Due Feb 19th 9:45 a.m.
Part 1 - String Matching Algorithms
Using the Knuth-Morris-Pratt Exact String Matching algorithm, what is the prefix array
for the pattern GARGANTUAN
? Show the steps used to find this pattern in
the string PANGALACTICGARGLEGARGANTUANBLASTER
.
Part 2 - Brute Force Median String Algorithm
Write a program (in either Java or Python) to implement the BruteForceMedianSearch algorithm on
page 112 of the textbook. You must also implement the TotalDistance function. You need to
augment this algorithm to also save the starting positions of the found motif. Your output should
be in the form of a profile matrix and the resulting consensus string.

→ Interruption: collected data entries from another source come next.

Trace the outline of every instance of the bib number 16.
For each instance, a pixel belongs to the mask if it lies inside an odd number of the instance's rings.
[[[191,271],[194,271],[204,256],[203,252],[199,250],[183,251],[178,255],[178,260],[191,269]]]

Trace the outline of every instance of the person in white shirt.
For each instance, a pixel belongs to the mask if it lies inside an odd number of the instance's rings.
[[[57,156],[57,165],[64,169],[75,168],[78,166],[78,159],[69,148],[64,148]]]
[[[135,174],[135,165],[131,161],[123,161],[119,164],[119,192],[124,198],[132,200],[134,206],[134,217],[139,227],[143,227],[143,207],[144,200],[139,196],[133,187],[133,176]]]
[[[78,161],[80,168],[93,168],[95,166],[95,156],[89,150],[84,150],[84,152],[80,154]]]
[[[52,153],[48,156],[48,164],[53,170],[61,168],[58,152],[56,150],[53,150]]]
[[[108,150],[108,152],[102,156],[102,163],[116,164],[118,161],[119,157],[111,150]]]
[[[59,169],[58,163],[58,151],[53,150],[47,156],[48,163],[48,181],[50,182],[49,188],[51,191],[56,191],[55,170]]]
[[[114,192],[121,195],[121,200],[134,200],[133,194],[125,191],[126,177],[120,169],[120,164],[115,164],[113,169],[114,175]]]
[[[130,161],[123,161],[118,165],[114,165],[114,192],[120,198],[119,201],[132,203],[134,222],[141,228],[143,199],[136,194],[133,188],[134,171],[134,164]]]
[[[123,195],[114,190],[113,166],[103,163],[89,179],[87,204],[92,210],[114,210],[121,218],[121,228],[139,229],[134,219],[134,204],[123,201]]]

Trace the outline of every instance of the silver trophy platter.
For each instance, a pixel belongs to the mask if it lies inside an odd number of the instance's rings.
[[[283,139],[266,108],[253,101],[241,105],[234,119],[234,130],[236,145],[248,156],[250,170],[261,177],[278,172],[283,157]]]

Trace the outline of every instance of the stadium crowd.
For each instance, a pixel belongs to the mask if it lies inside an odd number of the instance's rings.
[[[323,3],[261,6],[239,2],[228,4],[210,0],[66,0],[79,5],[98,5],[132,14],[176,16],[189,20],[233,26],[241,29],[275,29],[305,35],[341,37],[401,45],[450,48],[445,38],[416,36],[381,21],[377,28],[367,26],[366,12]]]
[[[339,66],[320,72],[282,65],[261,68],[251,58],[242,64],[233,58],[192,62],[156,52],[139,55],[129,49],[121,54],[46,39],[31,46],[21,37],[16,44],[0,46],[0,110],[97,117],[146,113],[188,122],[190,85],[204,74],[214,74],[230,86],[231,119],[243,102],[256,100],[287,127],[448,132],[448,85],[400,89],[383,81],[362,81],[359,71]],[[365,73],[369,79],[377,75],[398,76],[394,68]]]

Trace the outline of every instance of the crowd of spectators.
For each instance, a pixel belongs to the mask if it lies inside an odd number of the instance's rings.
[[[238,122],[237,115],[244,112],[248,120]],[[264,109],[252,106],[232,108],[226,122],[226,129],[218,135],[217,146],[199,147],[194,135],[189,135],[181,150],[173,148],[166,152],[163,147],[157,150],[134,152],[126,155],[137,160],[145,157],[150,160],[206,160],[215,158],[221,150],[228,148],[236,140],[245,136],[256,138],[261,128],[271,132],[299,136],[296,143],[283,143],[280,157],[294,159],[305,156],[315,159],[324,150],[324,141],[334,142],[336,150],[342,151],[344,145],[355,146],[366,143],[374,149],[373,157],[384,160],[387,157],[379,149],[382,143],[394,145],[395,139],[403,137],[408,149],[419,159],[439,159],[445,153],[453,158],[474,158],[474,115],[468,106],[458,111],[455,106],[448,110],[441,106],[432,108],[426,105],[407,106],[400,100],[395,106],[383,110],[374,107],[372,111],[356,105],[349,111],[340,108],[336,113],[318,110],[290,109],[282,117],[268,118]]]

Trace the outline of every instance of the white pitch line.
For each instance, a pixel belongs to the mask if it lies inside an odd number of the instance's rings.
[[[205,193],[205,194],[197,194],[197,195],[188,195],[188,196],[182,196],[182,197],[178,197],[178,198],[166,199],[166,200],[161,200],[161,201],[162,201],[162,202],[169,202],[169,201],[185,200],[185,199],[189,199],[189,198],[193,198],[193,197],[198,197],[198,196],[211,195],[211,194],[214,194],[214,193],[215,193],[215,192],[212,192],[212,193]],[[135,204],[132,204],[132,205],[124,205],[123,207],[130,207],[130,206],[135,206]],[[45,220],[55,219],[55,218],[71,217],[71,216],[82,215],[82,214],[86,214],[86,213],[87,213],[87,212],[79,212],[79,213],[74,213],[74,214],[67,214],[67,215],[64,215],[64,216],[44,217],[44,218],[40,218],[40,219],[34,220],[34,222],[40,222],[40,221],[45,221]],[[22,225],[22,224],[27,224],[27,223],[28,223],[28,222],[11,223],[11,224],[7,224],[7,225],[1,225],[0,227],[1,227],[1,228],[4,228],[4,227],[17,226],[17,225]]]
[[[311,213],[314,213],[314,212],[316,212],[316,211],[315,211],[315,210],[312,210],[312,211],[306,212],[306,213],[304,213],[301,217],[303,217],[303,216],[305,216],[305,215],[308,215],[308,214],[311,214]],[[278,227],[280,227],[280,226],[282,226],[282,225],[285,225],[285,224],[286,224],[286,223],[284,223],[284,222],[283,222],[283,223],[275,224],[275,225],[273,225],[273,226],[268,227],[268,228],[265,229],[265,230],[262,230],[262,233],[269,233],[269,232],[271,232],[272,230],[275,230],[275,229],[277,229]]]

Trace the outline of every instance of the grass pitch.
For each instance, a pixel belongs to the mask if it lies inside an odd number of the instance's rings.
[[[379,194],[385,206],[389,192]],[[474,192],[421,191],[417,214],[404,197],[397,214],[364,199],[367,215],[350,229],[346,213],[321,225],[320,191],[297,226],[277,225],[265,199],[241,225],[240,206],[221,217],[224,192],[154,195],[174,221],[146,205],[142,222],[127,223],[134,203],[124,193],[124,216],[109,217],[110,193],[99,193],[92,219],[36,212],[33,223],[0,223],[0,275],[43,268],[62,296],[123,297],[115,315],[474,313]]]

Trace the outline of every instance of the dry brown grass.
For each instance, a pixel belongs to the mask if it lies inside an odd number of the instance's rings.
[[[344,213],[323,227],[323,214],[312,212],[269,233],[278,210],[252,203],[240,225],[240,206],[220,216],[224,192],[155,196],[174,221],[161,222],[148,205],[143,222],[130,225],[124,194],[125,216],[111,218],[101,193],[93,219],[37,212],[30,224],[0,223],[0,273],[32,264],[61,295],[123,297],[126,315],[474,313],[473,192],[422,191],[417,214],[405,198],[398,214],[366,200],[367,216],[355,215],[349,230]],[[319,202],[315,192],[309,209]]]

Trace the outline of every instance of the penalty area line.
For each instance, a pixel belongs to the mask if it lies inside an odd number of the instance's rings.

Part 3 - Greedy Motif Algorithm
Write a program (in either Java or Python) to implement the GreedyMotifSearch algorithm on
page 136 of the textbook. Your output should be in the form of a profile matrix and the
resulting consensus string.
Testing
Test you above two algorithm on the 15 sequences found in the
sample DNA file provided, searching for a
motif of length 8, and report your output.
Was there a large difference in the consensus string found?
Turn in your code, profile and consensus output, and writeup for part 1 in your csc277
directory on the cs.centenary.edu server.